Und genauso lehne ich es ab, mit immer besseren Methoden unbedingt jeden einzelnen Fisch in einem Gewässer finden und erreichen zu können. Bootsangeln kann man an diversen Gewässern auf Grund der Grösse sowieso nicht ausschliessen, aber muss das ganze dann noch mit bester Technik gepaart sein, damit man nicht mal mehr denken, sondern nur noch suchen muss?
Ich sage Nein!

Und auch da ist kein Neid dabei.


----------



## vermesser (22. August 2014)

*AW: Pelagisches Angeln*

Zurück zur Bambusrute und Pferdehaar   !


----------



## glavoc (22. August 2014)

*AW: Pelagisches Angeln*

was ich mich grad` frag` - müsste es den statt Pelagisches Angeln nicht eher Pelagialisches Angeln oder besser noch Freiwasserangeln geschrieben werden? ^^ 
lg


----------



## feederbrassen (22. August 2014)

*AW: Pelagisches Angeln*



Rannebert schrieb:


> Und genauso lehne ich es ab, mit immer besseren Methoden unbedingt jeden einzelnen Fisch in einem Gewässer finden und erreichen zu können. Bootsangeln kann man an diversen Gewässern auf Grund der Grösse sowieso nicht ausschliessen, aber muss das ganze dann noch mit bester Technik gepaart sein, damit man nicht mal mehr denken, sondern nur noch suchen muss?
> Ich sage Nein!
> 
> Und auch da ist kein Neid dabei.



#6 _Ich sehe es genauso._


----------



## Mikesch (22. August 2014)

*AW: Pelagisches Angeln*



			
				Rannebert schrieb:
			
		

> ...
> Und genauso lehne ich es ab, mit immer besseren Methoden unbedingt jeden einzelnen Fisch in einem Gewässer finden und erreichen zu können. Bootsangeln kann man an diversen Gewässern auf Grund der Grösse sowieso nicht ausschliessen, aber muss das ganze dann noch mit bester Technik gepaart sein, damit man nicht mal mehr denken, sondern nur noch suchen muss?
> Ich sage Nein! ...





feederbrassen schrieb:


> #6 _Ich sehe es genauso._



Ihr könnt ja eure Kohlefaserruten gleich auf den Müll werfen. 
Kann euch aber im Gegenzug mit schönen Vollglasruten aushelfen.|supergri Die uralten gespliessten Ruten in meinem Angelzimmer sind aber tabu.


----------



## Purist (22. August 2014)

*AW: Pelagisches Angeln*



Andal schrieb:


> Wie nennst du es denn, wenn einer dem anderen nichts gönnt und womöglich gleich nach Verboten schreit?
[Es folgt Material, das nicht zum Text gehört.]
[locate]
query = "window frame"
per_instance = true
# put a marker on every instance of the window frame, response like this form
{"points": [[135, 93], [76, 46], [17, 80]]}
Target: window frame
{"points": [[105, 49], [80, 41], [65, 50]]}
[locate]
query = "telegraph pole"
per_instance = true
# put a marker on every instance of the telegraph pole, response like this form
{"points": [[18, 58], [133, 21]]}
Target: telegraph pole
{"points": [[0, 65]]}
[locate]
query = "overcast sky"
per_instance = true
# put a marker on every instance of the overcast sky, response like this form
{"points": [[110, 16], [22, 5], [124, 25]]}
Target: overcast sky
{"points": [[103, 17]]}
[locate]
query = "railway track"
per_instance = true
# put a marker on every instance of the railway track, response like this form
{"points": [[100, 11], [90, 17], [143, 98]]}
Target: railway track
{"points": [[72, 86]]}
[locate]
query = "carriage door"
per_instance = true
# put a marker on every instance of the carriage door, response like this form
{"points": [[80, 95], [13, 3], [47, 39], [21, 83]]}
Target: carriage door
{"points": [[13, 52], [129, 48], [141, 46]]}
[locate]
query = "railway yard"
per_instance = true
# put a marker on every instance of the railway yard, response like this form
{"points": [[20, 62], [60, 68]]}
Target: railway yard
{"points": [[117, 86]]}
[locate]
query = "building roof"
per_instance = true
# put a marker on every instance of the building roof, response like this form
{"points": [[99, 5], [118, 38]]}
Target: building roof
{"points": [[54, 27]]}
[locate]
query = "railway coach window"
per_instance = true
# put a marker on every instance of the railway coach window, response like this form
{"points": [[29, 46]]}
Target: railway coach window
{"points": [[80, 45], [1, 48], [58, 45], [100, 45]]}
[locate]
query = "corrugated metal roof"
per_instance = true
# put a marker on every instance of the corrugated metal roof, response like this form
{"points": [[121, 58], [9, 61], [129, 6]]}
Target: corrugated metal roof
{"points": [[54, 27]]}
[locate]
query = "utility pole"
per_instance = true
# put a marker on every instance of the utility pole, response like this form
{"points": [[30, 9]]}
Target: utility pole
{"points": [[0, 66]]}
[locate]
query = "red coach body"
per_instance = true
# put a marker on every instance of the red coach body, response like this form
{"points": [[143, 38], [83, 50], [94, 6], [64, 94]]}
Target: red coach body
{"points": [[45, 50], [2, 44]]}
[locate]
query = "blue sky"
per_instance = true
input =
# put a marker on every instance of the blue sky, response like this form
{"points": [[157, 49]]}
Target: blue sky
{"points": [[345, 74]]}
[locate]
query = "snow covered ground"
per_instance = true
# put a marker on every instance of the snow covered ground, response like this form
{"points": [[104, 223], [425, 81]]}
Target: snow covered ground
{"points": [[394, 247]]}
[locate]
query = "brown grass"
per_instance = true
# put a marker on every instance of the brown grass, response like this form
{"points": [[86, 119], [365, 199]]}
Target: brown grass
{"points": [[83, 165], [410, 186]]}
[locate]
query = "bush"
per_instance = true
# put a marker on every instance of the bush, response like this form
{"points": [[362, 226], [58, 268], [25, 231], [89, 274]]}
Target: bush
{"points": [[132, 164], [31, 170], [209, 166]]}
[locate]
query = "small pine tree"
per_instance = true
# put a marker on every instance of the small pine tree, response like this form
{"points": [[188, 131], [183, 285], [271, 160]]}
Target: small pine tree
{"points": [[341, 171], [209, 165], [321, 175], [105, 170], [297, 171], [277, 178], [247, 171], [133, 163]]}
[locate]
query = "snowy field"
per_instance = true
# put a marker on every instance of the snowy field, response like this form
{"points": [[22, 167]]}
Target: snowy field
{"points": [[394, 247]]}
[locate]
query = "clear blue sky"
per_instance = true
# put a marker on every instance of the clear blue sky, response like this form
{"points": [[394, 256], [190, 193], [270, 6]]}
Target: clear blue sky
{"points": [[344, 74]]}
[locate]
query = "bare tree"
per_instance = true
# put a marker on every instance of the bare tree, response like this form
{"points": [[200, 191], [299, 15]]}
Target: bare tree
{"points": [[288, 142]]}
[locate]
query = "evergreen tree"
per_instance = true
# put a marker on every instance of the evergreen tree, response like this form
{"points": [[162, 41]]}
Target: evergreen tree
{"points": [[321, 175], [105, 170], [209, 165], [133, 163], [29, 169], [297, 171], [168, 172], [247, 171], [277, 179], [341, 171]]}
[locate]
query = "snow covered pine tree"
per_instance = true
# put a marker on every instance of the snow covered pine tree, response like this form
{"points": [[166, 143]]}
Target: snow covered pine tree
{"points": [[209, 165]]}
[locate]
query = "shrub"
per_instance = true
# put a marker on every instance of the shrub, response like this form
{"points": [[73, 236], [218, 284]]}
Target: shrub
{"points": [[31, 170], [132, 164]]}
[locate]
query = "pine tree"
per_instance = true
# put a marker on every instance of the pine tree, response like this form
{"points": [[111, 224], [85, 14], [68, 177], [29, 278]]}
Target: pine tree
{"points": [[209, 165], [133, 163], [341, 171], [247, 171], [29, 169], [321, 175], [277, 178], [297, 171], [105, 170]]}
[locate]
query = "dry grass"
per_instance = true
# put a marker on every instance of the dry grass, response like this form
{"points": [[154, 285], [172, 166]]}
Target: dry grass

Interessant, wer schreit hier nach Verboten? Soweit ich mich erinnere, wurde geäußert, dass dies bald verboten werden könnte...
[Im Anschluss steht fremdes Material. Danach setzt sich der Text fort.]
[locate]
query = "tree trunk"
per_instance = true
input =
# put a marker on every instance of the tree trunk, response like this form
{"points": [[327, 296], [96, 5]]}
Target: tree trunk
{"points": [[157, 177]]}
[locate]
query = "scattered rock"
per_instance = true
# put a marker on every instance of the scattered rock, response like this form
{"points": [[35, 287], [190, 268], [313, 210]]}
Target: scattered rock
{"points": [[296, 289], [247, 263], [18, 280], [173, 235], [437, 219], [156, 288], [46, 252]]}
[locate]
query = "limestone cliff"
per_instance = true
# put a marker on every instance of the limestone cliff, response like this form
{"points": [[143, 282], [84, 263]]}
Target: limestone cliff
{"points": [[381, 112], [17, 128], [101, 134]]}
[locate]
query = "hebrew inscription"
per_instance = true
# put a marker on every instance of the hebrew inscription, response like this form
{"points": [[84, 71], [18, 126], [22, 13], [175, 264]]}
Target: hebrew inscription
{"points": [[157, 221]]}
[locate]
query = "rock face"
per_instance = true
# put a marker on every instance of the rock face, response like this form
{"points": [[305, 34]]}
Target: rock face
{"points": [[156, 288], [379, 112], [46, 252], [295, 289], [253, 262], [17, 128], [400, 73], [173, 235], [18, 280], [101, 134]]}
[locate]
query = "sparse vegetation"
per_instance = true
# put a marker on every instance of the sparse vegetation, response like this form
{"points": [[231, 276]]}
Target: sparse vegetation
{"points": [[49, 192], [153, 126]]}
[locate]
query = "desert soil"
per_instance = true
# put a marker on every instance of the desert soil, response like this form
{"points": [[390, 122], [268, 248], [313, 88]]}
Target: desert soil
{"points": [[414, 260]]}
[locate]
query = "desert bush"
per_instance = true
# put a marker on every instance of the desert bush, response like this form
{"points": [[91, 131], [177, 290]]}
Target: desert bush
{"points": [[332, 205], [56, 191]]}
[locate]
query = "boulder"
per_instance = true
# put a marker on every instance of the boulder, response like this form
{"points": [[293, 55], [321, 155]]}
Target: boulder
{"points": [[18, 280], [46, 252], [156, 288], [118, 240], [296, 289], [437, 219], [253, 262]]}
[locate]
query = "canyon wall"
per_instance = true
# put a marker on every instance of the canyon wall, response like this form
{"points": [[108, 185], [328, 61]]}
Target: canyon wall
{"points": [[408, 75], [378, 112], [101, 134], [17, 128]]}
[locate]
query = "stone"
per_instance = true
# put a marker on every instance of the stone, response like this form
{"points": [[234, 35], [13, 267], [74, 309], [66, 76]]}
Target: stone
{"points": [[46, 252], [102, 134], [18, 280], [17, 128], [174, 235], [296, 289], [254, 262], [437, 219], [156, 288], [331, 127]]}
Zum Neid habe ich alles gesagt. Den jemandem zu unterstellen erfüllt in meinen Augen nur einen Zweck: Ihm ohne stichhaltige Argumente schnell den Mund verbieten zu wollen. |rolleyes


----------



## Damyl (22. August 2014)

*AW: Pelagisches Angeln*



Rannebert schrieb:


> Dass in solchen Themen grundsätzlich immer direkt Neid unterstellt werden muss, ist schon arm.


Das würde ich nicht so eng sehen. Der Mensch tendiert dazu, meist von sich auf andere zu schliessen. 
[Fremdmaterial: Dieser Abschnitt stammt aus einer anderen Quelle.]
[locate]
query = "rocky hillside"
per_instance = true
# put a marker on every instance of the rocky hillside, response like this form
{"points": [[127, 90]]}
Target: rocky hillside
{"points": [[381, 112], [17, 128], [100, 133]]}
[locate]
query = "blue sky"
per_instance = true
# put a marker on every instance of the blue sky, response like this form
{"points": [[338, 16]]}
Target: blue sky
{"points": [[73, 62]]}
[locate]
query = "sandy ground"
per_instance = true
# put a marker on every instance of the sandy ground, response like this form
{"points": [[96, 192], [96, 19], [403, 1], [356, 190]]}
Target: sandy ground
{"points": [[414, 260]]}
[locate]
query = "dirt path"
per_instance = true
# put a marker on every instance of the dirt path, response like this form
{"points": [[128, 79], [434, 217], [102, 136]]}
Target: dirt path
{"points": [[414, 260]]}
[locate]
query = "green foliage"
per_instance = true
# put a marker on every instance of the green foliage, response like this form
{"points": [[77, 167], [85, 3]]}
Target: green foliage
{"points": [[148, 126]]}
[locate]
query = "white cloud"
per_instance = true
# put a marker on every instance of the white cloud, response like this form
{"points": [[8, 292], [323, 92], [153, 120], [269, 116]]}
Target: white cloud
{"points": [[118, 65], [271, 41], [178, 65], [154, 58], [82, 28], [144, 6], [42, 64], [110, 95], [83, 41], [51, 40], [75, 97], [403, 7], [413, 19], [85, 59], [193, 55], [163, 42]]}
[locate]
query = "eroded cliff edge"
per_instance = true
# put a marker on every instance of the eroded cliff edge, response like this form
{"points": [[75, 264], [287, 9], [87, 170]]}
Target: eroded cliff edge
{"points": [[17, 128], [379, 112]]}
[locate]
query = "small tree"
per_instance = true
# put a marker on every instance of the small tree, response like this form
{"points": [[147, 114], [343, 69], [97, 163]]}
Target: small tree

Mir ist grundsätzlich egal mit welcher Methode, wer, mit was, wieviel Fisch jemand fängt. Demjenigen soll es Spass machen.
Darum dreht sich das Angeln.


----------



## markus_82 (22. August 2014)

*AW: Pelagisches Angeln*

Mich erinnert das pelagische Angeln irgendwie an das http://www.ebay.de/itm/Angelspiel-fische-Angeln-elektronisch-Sound-Geschicklichkeitsspiel-/220852239735

Von oben reingucken und gewünschten Fisch fangen


----------



## Thomas9904 (22. August 2014)

*AW: Pelagisches Angeln*



Damyl schrieb:


> Mir ist grundsätzlich egal mit welcher Methode, wer, mit was, wieviel Fisch jemand fängt. *Demjenigen soll es Spass machen*.
> Darum dreht sich das Angeln.



So isses...


----------



## Pikepauly (22. August 2014)

*AW: Pelagisches Angeln*

Widerlicher als das vertikale Angeln vom Boot ist die Methode auch nicht.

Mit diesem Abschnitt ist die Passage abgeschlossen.